Los requisitos imprescindibles para poder incluir a alguien en estos listados son los siguientes:

  • Que la deuda tiene sea cierta, vencida y exigible.
  • Que el acreedor notifique de forma fehaciente al deudor que va a ser incluido en el fichero.
  • Si se trata de ASNEF, que la deuda no tenga más de 5 años de antigüedad.
  • Para saber si realmente se ha inclumplido alguno de estos requisitos, es aconsejable contar con la ayuda de un experto.

¿Pueden usar mis datos personales sin mi consentimiento?

Es más que probable que, al darse cuenta de que ha sido incluido en un listado de morosos, el usuario considere que sus datos personales están siendo indebidamente tratados. Sin embargo, Ibáñez recuerda que este hecho está permitido por la ley.

De hecho, “son llamados ‘ficheros de solvencia’ o ‘sistemas de información crediticia’ y se reconoce la licitud del tratamiento de los datos personales en este tipo de listados, pero siempre con unos límites”.

Por lo tanto, un paso necesario será contrastar los hechos con la ayuda de un profesional en la materia, que ayudará al cliente a determinar si la empresa ha usado los ficheros de forma fraudulenta. Es habitual que, sin tener derecho a ello, las empresas crediticias utilicen estos listados como “modo de presión para el cobro de deudas inciertas”.

Un paso más allá: las coacciones

En el peor de los casos, los usuarios de créditos rápidos también pueden sentirse especialmente desprotegidos por la presión a la que se ven sometidos para que hagan frente al pago de su deuda.

Poco frecuentes son ya las persecuciones a los deudores por parte de personas disfrazadas, con el objetivo de ridiculizarlas y presionarlas. Aunque no son del todo inexistentes estos métodos de presión, ahora es más común que ese acoso se produzca vía telefónica o virtualmente.

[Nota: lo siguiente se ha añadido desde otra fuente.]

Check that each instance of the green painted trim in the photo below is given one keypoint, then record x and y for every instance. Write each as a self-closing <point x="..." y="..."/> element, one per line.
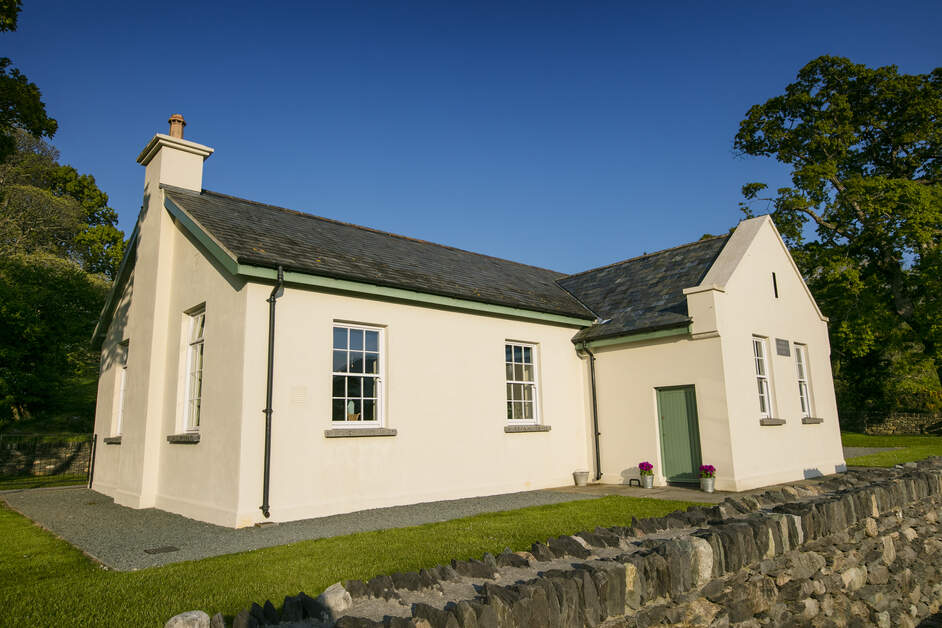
<point x="650" y="335"/>
<point x="260" y="272"/>
<point x="218" y="253"/>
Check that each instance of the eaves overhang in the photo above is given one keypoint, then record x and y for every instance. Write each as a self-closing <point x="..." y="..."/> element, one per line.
<point x="252" y="269"/>
<point x="641" y="335"/>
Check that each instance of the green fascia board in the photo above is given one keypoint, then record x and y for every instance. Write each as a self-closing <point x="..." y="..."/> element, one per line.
<point x="261" y="272"/>
<point x="329" y="283"/>
<point x="629" y="338"/>
<point x="219" y="254"/>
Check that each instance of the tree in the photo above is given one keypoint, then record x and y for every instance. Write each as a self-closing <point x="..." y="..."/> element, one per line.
<point x="863" y="217"/>
<point x="21" y="105"/>
<point x="48" y="308"/>
<point x="45" y="206"/>
<point x="9" y="11"/>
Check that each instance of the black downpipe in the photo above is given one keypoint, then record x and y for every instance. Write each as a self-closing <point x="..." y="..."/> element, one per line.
<point x="91" y="462"/>
<point x="268" y="388"/>
<point x="595" y="412"/>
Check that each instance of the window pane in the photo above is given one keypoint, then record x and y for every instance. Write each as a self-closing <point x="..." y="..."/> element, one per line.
<point x="340" y="361"/>
<point x="196" y="331"/>
<point x="353" y="410"/>
<point x="356" y="361"/>
<point x="372" y="341"/>
<point x="340" y="337"/>
<point x="356" y="339"/>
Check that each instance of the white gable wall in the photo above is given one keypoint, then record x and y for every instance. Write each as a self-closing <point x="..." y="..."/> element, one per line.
<point x="769" y="454"/>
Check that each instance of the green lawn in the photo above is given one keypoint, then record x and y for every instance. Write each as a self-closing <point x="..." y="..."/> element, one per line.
<point x="46" y="581"/>
<point x="913" y="448"/>
<point x="41" y="481"/>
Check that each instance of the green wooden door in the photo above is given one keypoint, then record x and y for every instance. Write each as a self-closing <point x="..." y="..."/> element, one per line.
<point x="680" y="433"/>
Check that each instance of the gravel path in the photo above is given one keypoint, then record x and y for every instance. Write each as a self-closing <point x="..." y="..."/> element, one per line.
<point x="853" y="452"/>
<point x="117" y="536"/>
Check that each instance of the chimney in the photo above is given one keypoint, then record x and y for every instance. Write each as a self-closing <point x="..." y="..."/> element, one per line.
<point x="172" y="160"/>
<point x="176" y="125"/>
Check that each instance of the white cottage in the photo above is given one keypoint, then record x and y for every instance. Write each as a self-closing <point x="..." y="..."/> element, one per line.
<point x="258" y="362"/>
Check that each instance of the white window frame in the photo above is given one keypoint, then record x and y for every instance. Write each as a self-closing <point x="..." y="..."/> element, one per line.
<point x="379" y="377"/>
<point x="191" y="419"/>
<point x="511" y="381"/>
<point x="804" y="385"/>
<point x="760" y="353"/>
<point x="123" y="348"/>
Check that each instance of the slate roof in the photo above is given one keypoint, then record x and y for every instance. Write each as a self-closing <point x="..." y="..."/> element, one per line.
<point x="643" y="293"/>
<point x="265" y="235"/>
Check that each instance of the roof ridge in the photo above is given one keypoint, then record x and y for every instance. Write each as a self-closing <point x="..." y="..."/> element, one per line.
<point x="639" y="257"/>
<point x="377" y="231"/>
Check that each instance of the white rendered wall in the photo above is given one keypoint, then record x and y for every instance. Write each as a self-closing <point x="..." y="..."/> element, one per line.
<point x="445" y="395"/>
<point x="771" y="454"/>
<point x="628" y="376"/>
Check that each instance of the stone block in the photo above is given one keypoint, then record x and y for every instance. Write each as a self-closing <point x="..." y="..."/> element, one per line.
<point x="335" y="599"/>
<point x="189" y="619"/>
<point x="436" y="617"/>
<point x="568" y="546"/>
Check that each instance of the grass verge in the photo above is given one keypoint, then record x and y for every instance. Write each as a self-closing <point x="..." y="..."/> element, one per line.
<point x="912" y="448"/>
<point x="46" y="581"/>
<point x="41" y="481"/>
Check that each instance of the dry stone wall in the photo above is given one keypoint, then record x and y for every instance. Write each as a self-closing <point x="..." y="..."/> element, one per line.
<point x="863" y="548"/>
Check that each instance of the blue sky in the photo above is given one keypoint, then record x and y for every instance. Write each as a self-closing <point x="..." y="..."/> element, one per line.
<point x="564" y="135"/>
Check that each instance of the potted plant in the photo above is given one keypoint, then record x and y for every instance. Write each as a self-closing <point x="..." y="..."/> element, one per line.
<point x="707" y="477"/>
<point x="647" y="474"/>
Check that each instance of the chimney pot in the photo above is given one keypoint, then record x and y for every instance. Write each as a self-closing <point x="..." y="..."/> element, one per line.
<point x="176" y="125"/>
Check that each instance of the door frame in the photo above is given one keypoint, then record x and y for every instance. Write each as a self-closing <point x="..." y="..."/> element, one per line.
<point x="657" y="420"/>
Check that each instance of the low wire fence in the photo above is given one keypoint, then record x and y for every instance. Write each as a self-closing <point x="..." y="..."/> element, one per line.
<point x="36" y="460"/>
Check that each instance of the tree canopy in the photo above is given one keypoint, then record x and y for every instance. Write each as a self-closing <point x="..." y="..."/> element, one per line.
<point x="21" y="105"/>
<point x="48" y="207"/>
<point x="863" y="217"/>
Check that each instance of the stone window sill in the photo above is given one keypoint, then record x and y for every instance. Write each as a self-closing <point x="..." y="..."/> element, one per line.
<point x="187" y="438"/>
<point x="357" y="432"/>
<point x="516" y="429"/>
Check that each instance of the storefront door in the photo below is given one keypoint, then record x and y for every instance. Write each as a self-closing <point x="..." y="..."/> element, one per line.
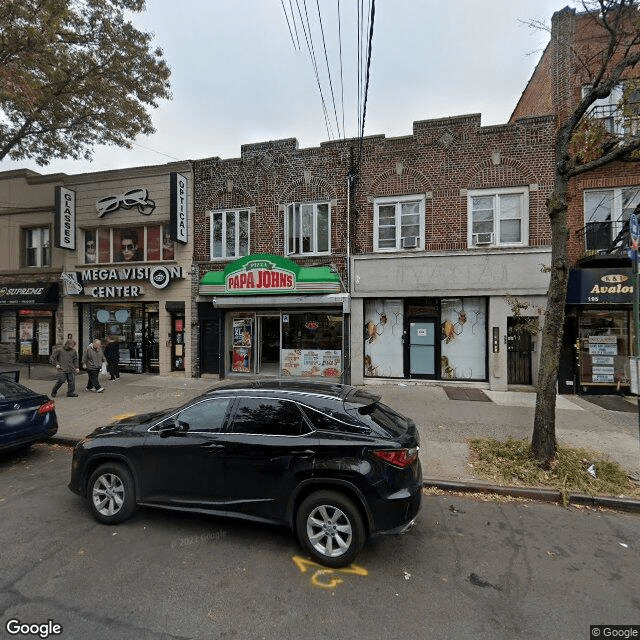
<point x="421" y="348"/>
<point x="269" y="345"/>
<point x="152" y="351"/>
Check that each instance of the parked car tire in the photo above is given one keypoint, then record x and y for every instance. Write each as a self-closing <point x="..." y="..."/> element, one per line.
<point x="111" y="493"/>
<point x="329" y="526"/>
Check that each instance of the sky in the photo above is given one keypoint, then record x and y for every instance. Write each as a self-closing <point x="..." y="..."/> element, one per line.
<point x="239" y="77"/>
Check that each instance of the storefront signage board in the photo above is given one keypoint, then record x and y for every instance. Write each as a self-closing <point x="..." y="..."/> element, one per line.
<point x="178" y="208"/>
<point x="65" y="218"/>
<point x="600" y="286"/>
<point x="265" y="274"/>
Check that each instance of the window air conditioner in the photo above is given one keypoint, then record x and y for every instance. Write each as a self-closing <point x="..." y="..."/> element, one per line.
<point x="409" y="242"/>
<point x="482" y="238"/>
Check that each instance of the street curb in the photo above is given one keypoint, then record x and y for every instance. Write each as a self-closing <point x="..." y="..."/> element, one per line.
<point x="534" y="493"/>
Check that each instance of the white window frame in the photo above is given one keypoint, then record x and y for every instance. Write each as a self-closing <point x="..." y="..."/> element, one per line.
<point x="313" y="250"/>
<point x="496" y="193"/>
<point x="398" y="201"/>
<point x="41" y="243"/>
<point x="224" y="213"/>
<point x="617" y="217"/>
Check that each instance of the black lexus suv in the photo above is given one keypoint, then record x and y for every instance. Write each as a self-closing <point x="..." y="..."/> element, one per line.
<point x="328" y="460"/>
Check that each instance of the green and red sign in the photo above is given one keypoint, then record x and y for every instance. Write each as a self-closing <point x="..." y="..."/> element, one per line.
<point x="264" y="273"/>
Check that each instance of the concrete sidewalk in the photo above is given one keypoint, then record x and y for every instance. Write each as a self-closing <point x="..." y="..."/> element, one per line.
<point x="445" y="425"/>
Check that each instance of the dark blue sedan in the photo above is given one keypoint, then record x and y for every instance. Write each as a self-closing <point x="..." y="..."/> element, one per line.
<point x="25" y="415"/>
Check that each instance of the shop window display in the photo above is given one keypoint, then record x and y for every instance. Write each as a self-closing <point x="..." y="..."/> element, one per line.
<point x="107" y="245"/>
<point x="311" y="345"/>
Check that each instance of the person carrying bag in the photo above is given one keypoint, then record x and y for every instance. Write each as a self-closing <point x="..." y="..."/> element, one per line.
<point x="66" y="363"/>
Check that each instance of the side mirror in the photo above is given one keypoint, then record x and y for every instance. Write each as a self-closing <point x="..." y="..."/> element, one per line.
<point x="172" y="427"/>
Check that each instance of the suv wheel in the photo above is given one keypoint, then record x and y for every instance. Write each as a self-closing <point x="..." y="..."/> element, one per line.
<point x="111" y="493"/>
<point x="330" y="528"/>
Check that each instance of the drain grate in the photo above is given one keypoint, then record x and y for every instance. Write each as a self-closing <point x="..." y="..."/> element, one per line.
<point x="473" y="395"/>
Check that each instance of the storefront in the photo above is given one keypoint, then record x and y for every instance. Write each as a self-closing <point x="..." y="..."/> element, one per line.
<point x="598" y="337"/>
<point x="266" y="315"/>
<point x="448" y="316"/>
<point x="128" y="266"/>
<point x="433" y="338"/>
<point x="27" y="321"/>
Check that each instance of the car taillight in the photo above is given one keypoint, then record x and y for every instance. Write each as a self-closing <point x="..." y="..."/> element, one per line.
<point x="400" y="458"/>
<point x="47" y="407"/>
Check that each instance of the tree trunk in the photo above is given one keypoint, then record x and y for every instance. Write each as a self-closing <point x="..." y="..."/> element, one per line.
<point x="543" y="442"/>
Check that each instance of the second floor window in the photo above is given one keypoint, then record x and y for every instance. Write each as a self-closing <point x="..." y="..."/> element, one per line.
<point x="229" y="233"/>
<point x="37" y="247"/>
<point x="308" y="228"/>
<point x="498" y="218"/>
<point x="605" y="213"/>
<point x="399" y="223"/>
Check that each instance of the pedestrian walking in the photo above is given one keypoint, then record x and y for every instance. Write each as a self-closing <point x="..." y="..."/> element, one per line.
<point x="66" y="362"/>
<point x="92" y="361"/>
<point x="112" y="354"/>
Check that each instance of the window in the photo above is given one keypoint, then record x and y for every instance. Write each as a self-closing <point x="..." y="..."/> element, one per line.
<point x="308" y="228"/>
<point x="205" y="416"/>
<point x="399" y="223"/>
<point x="229" y="233"/>
<point x="127" y="244"/>
<point x="619" y="111"/>
<point x="267" y="416"/>
<point x="605" y="213"/>
<point x="37" y="247"/>
<point x="498" y="217"/>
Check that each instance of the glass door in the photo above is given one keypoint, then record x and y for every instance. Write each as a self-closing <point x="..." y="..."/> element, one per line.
<point x="269" y="345"/>
<point x="421" y="348"/>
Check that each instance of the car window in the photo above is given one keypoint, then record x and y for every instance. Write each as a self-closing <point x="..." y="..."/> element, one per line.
<point x="325" y="422"/>
<point x="206" y="415"/>
<point x="10" y="389"/>
<point x="268" y="416"/>
<point x="383" y="416"/>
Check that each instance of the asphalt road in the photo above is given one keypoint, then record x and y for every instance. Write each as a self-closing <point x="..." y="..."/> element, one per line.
<point x="469" y="569"/>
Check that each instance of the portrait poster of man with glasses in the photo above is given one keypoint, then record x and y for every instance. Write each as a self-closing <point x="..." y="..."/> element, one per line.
<point x="128" y="245"/>
<point x="90" y="254"/>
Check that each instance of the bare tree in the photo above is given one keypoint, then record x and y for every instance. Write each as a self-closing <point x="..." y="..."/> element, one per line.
<point x="606" y="57"/>
<point x="74" y="74"/>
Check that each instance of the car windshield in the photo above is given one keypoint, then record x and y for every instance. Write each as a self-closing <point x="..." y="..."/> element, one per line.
<point x="10" y="389"/>
<point x="383" y="416"/>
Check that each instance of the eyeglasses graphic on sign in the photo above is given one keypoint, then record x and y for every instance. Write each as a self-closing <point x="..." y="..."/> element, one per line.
<point x="134" y="198"/>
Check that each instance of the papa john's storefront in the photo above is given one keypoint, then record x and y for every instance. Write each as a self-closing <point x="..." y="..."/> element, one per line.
<point x="267" y="315"/>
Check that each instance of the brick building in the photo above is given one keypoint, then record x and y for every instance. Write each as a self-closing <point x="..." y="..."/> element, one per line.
<point x="598" y="329"/>
<point x="407" y="263"/>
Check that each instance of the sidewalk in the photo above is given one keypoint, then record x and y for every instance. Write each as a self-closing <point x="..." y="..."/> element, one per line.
<point x="445" y="425"/>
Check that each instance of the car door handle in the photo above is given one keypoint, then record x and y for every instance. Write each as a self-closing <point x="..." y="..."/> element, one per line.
<point x="212" y="446"/>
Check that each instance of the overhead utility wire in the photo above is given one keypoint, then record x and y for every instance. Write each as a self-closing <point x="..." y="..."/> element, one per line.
<point x="326" y="58"/>
<point x="309" y="40"/>
<point x="366" y="87"/>
<point x="286" y="17"/>
<point x="341" y="81"/>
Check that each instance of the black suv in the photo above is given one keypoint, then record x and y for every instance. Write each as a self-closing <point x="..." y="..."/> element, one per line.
<point x="329" y="460"/>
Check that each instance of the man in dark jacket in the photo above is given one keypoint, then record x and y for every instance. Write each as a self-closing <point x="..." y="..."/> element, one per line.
<point x="112" y="354"/>
<point x="66" y="361"/>
<point x="92" y="360"/>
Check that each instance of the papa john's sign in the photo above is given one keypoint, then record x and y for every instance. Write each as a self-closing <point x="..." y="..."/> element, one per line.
<point x="264" y="273"/>
<point x="260" y="274"/>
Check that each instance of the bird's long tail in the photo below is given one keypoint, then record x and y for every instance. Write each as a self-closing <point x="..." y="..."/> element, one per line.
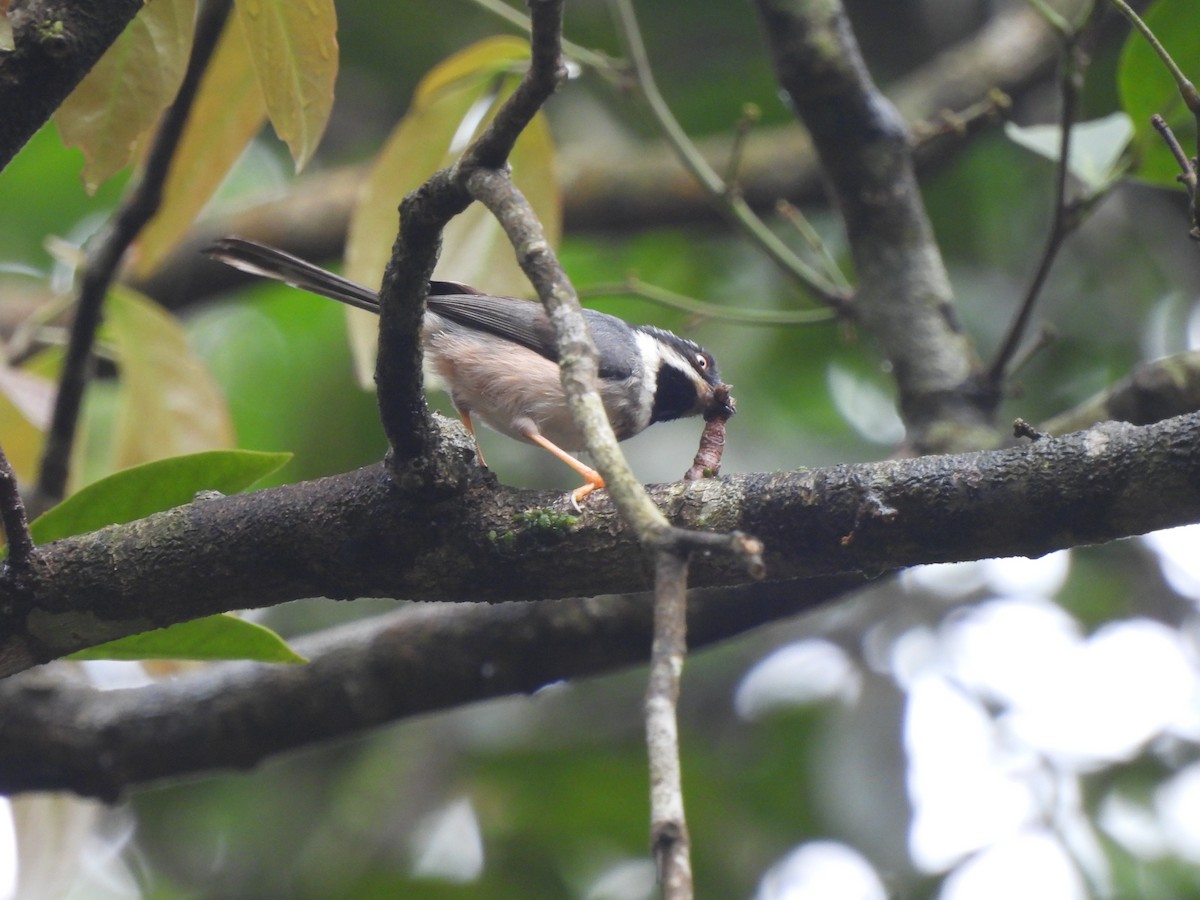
<point x="271" y="263"/>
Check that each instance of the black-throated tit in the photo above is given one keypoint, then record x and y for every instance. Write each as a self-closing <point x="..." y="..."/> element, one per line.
<point x="496" y="358"/>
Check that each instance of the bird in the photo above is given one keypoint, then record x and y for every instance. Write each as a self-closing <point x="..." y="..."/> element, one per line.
<point x="496" y="358"/>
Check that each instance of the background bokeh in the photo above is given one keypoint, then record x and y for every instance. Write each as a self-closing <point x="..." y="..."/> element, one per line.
<point x="1000" y="729"/>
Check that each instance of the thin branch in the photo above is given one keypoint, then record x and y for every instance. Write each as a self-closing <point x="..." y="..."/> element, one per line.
<point x="1075" y="60"/>
<point x="57" y="45"/>
<point x="1187" y="89"/>
<point x="634" y="286"/>
<point x="904" y="298"/>
<point x="12" y="516"/>
<point x="105" y="258"/>
<point x="1188" y="169"/>
<point x="642" y="185"/>
<point x="579" y="360"/>
<point x="414" y="459"/>
<point x="733" y="205"/>
<point x="597" y="61"/>
<point x="669" y="826"/>
<point x="1153" y="391"/>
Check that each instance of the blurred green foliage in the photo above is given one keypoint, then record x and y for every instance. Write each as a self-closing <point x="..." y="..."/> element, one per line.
<point x="559" y="785"/>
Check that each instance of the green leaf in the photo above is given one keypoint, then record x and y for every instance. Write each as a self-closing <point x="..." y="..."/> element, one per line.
<point x="454" y="101"/>
<point x="25" y="405"/>
<point x="214" y="637"/>
<point x="155" y="486"/>
<point x="121" y="97"/>
<point x="1096" y="148"/>
<point x="294" y="51"/>
<point x="169" y="402"/>
<point x="1147" y="88"/>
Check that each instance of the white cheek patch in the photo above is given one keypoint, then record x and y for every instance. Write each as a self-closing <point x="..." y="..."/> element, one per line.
<point x="651" y="352"/>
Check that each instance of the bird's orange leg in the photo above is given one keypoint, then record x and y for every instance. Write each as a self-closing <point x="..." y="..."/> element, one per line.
<point x="591" y="475"/>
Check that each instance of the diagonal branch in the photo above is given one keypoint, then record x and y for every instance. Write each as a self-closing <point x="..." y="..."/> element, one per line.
<point x="357" y="535"/>
<point x="61" y="735"/>
<point x="55" y="46"/>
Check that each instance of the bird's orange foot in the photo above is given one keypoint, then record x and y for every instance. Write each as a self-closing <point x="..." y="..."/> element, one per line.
<point x="582" y="491"/>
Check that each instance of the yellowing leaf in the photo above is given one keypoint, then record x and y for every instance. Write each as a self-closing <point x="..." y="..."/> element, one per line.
<point x="214" y="637"/>
<point x="450" y="105"/>
<point x="25" y="403"/>
<point x="169" y="405"/>
<point x="227" y="114"/>
<point x="123" y="96"/>
<point x="294" y="51"/>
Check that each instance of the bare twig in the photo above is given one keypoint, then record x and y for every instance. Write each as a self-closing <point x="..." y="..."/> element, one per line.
<point x="12" y="516"/>
<point x="106" y="255"/>
<point x="669" y="827"/>
<point x="1075" y="59"/>
<point x="735" y="207"/>
<point x="415" y="660"/>
<point x="349" y="535"/>
<point x="634" y="286"/>
<point x="1188" y="169"/>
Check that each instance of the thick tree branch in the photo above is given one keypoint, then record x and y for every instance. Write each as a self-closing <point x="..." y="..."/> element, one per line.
<point x="106" y="253"/>
<point x="415" y="459"/>
<point x="641" y="185"/>
<point x="358" y="535"/>
<point x="904" y="295"/>
<point x="57" y="45"/>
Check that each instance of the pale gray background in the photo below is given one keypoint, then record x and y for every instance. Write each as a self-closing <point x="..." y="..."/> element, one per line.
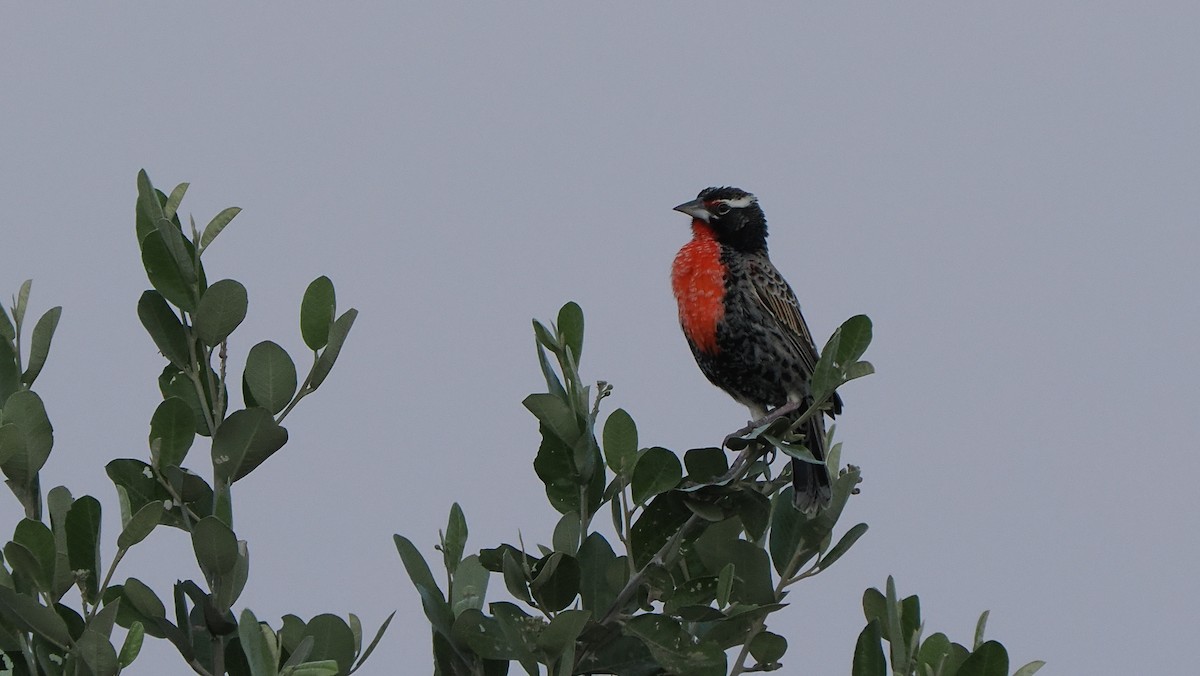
<point x="1011" y="192"/>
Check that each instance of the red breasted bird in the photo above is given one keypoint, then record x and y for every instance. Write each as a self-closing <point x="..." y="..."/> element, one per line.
<point x="744" y="324"/>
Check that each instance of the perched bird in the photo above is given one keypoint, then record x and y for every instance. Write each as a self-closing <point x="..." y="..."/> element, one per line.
<point x="744" y="324"/>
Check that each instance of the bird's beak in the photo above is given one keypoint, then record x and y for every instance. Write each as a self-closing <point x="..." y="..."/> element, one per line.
<point x="695" y="209"/>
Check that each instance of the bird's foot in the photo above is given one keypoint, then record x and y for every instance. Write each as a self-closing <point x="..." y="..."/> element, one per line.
<point x="735" y="441"/>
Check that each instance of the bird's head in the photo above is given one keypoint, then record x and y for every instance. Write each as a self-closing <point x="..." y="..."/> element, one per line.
<point x="732" y="214"/>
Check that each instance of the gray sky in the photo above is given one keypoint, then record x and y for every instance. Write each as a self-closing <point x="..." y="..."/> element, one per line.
<point x="1011" y="192"/>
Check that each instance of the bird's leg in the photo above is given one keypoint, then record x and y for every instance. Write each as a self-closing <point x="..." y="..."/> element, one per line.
<point x="779" y="412"/>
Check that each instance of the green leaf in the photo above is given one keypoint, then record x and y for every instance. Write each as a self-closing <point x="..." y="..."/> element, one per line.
<point x="552" y="383"/>
<point x="221" y="311"/>
<point x="1030" y="669"/>
<point x="840" y="354"/>
<point x="768" y="647"/>
<point x="856" y="336"/>
<point x="469" y="585"/>
<point x="989" y="659"/>
<point x="595" y="556"/>
<point x="875" y="605"/>
<point x="40" y="347"/>
<point x="436" y="608"/>
<point x="567" y="533"/>
<point x="12" y="450"/>
<point x="259" y="654"/>
<point x="317" y="310"/>
<point x="233" y="585"/>
<point x="846" y="542"/>
<point x="555" y="465"/>
<point x="483" y="634"/>
<point x="244" y="441"/>
<point x="83" y="542"/>
<point x="59" y="501"/>
<point x="515" y="579"/>
<point x="23" y="562"/>
<point x="270" y="376"/>
<point x="172" y="432"/>
<point x="570" y="327"/>
<point x="36" y="538"/>
<point x="172" y="205"/>
<point x="621" y="442"/>
<point x="563" y="632"/>
<point x="455" y="540"/>
<point x="556" y="581"/>
<point x="132" y="645"/>
<point x="657" y="471"/>
<point x="323" y="668"/>
<point x="9" y="376"/>
<point x="7" y="333"/>
<point x="675" y="648"/>
<point x="22" y="301"/>
<point x="139" y="597"/>
<point x="556" y="417"/>
<point x="375" y="641"/>
<point x="869" y="658"/>
<point x="520" y="633"/>
<point x="148" y="209"/>
<point x="180" y="252"/>
<point x="333" y="639"/>
<point x="165" y="274"/>
<point x="981" y="626"/>
<point x="23" y="461"/>
<point x="165" y="328"/>
<point x="216" y="225"/>
<point x="141" y="525"/>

En este sentido, desde Dexia Abogados, Saray Contreras y Arturo González advierten que “para reclamar el dinero, no se debe menoscabar de forma grave la libertad y sentimiento de seguridad de la víctima, ni cometer daño o lesiones a derechos fundamentales, como podría ser al derecho al honor”. Si esto sucediera, los usuarios podrían recurrir a la vía penal para denunciar que sus derechos no están siendo respetados.

Sin embargo, no es habitual que estas acciones prosperen. Este tipo de empresas utilizan “métodos poco sutiles” para reclamar sus deudas, pero siempre moviéndose dentro de los márgenes que les permite la ley.

Hay que recordar que, para que haya delito de coacciones o acoso, tienen que darse una serie de requisitos. Para que exista coacción, “ha de haber violencia o intimidación”. Y, para que podamos hablar de acoso, “debe existir una una reincidencia en una actitud que coarte la libertad”. Solo en estos supuestos se podría plantear la posibilidad de recurrir a la vía penal.